CN110830582B

CN110830582B - Cluster owner selection method and device based on server

Info

Publication number: CN110830582B
Application number: CN201911104378.5A
Authority: CN
Inventors: 余存惠; 刘泉辉
Original assignee: Dingdian Software Co ltd Fujian
Current assignee: Dingdian Software Co ltd Fujian
Priority date: 2019-11-13
Filing date: 2019-11-13
Publication date: 2022-02-15
Anticipated expiration: 2039-11-13
Also published as: CN110830582A

Abstract

The invention provides a method and a device for selecting a host based on a server cluster, wherein the method comprises the following steps: each node initiates a host query request to the server, confirms whether current host information in a host record table stored in the server is valid, and if yes, executes step S1: updating host information corresponding to each node; otherwise, step S2 is executed: initiating a master selection request to a server; the server receives the main selection request of each node, selects one node as the current host, and updates the host record table. According to the scheme, the master selection function of the nodes is realized by designing the host record table on the server, so that the cluster master selection operation is more efficient and convenient, and the hardware cost is effectively reduced.

Description

Cluster owner selection method and device based on server

Technical Field

The invention relates to the field of cluster owner selection, in particular to a cluster owner selection method and device based on a server.

Background

In the prior art, a middleware framework service needs to have the capacity of disaster tolerance and load balancing when being online, so a cluster mode is generally adopted in design, specifically, a distributed server cluster is constructed by a plurality of nodes, each node service can provide services to the outside, and the pressure is shared to form load balancing.

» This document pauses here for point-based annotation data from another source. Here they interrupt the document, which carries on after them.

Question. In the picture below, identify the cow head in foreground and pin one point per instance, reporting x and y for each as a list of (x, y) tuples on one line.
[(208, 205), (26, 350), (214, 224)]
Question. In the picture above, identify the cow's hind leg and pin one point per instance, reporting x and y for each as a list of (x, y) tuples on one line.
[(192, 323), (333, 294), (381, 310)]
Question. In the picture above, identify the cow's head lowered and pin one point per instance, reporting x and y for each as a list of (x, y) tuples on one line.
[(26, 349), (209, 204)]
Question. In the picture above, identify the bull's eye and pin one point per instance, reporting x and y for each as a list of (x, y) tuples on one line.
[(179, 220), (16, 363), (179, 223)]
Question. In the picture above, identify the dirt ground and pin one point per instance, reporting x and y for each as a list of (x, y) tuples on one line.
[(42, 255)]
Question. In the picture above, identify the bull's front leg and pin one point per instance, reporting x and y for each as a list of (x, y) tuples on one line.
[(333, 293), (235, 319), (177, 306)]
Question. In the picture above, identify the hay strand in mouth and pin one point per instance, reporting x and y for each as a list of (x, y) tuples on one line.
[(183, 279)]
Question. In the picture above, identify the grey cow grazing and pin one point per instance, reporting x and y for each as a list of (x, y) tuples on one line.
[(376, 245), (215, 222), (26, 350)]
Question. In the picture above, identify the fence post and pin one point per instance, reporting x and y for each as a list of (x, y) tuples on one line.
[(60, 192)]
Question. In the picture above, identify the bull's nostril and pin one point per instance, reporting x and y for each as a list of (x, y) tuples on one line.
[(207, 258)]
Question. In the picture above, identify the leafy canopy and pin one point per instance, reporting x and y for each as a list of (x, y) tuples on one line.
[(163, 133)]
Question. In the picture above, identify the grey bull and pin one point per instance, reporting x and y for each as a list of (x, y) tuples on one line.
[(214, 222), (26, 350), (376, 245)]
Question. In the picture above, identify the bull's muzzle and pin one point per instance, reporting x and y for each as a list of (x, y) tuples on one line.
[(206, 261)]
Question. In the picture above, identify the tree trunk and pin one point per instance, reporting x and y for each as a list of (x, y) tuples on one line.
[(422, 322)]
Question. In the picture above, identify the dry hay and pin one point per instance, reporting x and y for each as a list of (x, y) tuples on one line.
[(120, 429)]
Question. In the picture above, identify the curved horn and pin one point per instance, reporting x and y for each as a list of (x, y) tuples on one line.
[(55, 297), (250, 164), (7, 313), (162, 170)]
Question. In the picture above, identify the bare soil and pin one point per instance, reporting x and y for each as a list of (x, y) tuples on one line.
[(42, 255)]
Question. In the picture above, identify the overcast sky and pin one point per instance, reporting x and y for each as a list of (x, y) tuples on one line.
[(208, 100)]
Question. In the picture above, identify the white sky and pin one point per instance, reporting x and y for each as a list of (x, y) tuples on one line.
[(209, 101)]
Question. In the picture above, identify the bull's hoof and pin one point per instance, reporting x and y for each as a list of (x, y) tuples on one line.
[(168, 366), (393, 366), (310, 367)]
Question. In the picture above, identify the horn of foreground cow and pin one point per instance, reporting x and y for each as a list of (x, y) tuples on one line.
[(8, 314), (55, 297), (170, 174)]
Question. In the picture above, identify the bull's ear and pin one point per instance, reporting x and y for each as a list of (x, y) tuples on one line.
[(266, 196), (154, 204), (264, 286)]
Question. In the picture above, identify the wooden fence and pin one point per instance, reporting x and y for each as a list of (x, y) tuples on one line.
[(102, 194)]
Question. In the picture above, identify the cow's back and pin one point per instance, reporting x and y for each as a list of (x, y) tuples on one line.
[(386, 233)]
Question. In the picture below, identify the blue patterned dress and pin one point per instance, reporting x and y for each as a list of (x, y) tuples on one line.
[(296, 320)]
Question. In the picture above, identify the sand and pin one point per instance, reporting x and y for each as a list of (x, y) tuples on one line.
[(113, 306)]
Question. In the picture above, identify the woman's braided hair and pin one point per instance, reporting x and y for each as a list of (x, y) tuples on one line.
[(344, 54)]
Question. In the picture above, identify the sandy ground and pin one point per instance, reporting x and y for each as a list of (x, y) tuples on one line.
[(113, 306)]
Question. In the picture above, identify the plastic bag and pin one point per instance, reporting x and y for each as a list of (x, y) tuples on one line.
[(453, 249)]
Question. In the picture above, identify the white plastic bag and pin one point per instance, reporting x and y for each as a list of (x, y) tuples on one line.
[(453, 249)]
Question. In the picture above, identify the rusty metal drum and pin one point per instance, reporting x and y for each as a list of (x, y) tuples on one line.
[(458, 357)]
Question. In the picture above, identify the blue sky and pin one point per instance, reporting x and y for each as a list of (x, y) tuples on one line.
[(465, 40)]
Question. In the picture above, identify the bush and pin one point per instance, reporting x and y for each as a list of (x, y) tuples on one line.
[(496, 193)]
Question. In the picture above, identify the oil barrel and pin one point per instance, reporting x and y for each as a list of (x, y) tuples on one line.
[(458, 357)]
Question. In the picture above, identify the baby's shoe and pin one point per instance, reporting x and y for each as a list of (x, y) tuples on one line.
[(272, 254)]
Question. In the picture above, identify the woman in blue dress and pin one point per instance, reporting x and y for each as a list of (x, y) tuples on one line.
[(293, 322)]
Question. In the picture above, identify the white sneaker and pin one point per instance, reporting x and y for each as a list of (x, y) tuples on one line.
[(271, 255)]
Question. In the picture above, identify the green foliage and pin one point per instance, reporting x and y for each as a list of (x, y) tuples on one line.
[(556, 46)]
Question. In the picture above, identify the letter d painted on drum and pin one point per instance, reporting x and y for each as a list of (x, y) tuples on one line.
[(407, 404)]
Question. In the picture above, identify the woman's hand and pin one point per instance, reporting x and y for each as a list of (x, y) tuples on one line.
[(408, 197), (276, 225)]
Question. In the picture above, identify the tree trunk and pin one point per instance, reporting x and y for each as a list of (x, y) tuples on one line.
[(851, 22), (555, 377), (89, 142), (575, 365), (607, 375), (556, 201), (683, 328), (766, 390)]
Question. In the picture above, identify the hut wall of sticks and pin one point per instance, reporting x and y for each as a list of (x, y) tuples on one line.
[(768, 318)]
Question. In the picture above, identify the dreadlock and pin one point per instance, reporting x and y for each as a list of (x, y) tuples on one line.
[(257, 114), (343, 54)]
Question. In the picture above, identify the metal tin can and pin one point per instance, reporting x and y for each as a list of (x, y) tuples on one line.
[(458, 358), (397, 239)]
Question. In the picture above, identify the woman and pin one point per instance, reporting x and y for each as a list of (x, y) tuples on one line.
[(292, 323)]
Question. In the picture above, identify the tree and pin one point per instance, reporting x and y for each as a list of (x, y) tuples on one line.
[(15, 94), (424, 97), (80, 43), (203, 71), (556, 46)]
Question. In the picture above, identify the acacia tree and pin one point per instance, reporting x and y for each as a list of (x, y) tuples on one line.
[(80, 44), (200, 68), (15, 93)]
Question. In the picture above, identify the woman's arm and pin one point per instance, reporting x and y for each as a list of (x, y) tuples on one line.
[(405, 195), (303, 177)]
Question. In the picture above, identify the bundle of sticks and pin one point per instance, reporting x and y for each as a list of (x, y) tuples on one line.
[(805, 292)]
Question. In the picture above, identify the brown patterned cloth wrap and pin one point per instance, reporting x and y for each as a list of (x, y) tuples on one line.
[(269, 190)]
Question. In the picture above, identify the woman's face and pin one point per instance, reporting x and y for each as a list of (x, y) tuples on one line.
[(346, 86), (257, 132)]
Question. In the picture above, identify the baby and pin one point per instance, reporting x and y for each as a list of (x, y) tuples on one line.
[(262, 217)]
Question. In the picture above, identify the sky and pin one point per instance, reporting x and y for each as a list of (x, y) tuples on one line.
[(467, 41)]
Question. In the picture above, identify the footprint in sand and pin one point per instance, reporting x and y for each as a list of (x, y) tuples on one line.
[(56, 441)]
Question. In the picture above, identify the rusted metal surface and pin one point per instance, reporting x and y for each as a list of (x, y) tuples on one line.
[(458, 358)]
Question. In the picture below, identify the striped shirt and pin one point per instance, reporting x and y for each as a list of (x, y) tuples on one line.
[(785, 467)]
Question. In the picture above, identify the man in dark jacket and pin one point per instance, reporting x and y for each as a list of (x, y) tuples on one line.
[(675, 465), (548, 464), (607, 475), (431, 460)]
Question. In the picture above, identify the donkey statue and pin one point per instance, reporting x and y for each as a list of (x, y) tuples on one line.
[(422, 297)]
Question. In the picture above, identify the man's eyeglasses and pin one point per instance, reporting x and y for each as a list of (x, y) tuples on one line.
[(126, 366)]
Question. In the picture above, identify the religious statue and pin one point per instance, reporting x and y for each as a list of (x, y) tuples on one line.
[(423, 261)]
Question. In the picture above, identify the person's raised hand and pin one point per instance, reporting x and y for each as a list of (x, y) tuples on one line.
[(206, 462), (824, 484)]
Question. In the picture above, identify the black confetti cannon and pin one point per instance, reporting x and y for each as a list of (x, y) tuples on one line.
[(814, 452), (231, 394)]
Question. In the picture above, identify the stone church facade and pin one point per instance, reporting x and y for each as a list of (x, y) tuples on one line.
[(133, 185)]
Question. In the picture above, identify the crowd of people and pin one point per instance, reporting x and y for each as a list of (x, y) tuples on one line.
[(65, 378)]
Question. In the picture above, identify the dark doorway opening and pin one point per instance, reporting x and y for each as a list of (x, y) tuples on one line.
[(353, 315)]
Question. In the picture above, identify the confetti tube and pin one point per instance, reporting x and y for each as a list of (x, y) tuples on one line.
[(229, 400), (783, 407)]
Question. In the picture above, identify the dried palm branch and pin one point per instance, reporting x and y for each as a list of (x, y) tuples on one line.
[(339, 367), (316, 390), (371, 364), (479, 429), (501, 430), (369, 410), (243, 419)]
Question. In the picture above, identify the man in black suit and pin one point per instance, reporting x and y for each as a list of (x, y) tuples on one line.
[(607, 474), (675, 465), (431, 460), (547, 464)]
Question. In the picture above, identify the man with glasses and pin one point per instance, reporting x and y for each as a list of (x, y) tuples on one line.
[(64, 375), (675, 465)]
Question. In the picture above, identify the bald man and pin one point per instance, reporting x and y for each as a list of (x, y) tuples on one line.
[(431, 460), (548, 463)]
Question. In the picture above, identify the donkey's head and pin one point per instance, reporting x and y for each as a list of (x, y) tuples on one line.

In the server cluster manner, a leader (i.e., a host) is generally required to be responsible for writing data, so as to avoid the problem of data confusion caused by concurrent writing of each node service, and therefore, a method for selecting one of a plurality of node services as a leader service is required. Common distributed consistency cluster selection main methods include paxos and raft, which are strong consistency protocols, and require that nodes of a cluster are connected with each other to select and generate a leader host, and the main selection rule adopted is that a small number of nodes obey a majority principle, for example, in a cluster consisting of 3 nodes, a host can be selected as long as 2 nodes agree.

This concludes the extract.